Labor promised to limit rate increases to CPI, but between March 2015 and March 2018 the CPI has gone up by 6.9 per cent. Rates in the same period are up by 11 per cent, almost twice CPI.

Promise delivered? I do not think so.

Does the so-called rate cap cover all council charges? Apparently not. During the recent estimates hearings the Minister for Local Government confirmed that assistance given to local councils to help with recycling arrangements would expire on 30 June. No more money will be forthcoming.

From 1 July councils will have the opportunity, in the words of the bureaucracy, to ‘reset charges’. In my language that is a rate hike, but apparently it will not be a rate hike because waste charges, according to the government, are not rates.

Whether it is a rate or whether it is a charge, it is still a tax, and it comes out of the pockets of long-suffering ratepayers.

I do not blame councils, and I understand they are the meat in the sandwich.

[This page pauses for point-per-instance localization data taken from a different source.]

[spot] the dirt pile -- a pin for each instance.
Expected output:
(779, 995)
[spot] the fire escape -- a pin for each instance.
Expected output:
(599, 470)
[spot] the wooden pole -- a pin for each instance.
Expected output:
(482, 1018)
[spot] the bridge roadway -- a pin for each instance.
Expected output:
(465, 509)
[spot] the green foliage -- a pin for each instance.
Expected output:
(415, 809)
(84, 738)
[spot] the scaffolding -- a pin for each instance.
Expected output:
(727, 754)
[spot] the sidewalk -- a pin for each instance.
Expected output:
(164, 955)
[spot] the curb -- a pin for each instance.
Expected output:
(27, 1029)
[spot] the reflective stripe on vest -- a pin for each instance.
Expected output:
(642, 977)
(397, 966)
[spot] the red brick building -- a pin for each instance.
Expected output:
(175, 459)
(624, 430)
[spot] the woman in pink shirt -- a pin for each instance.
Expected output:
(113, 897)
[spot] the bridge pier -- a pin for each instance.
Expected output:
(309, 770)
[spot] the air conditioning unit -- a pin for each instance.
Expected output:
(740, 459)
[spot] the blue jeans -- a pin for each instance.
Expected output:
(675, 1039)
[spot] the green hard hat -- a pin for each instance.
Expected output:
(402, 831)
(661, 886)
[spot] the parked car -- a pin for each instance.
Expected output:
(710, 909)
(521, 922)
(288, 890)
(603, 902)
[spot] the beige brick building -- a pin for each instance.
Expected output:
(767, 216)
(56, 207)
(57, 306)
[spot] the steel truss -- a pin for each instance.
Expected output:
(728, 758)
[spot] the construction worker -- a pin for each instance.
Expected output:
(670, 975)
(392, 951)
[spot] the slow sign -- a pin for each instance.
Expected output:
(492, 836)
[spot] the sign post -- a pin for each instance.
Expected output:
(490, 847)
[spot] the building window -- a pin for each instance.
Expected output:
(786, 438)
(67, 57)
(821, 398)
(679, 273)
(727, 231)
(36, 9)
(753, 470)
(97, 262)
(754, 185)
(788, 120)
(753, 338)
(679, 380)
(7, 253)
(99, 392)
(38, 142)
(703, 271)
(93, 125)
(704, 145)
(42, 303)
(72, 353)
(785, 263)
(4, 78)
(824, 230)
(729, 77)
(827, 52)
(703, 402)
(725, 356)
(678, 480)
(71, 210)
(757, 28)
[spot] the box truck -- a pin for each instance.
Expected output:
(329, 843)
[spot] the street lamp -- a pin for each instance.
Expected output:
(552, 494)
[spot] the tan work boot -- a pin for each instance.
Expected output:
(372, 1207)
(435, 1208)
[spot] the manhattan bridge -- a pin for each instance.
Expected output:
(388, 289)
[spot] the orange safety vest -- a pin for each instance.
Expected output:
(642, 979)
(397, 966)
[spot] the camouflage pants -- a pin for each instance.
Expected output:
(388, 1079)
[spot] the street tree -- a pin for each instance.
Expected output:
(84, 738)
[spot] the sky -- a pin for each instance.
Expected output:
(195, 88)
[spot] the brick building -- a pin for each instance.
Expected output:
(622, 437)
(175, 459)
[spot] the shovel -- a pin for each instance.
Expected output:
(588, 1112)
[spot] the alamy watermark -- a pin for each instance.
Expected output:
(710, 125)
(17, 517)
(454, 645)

They have been left out to dry by this government, forced to rely on an export market because of this government’s failure to encourage local reprocessing of recyclables.

That is why households and businesses pay a tax of $64.30 a tonne to encourage appropriate local responses to resource recovery. The government is happy to take the tax but to give nothing in return.

That is a promise they did not make, but it is one I guarantee they will keep.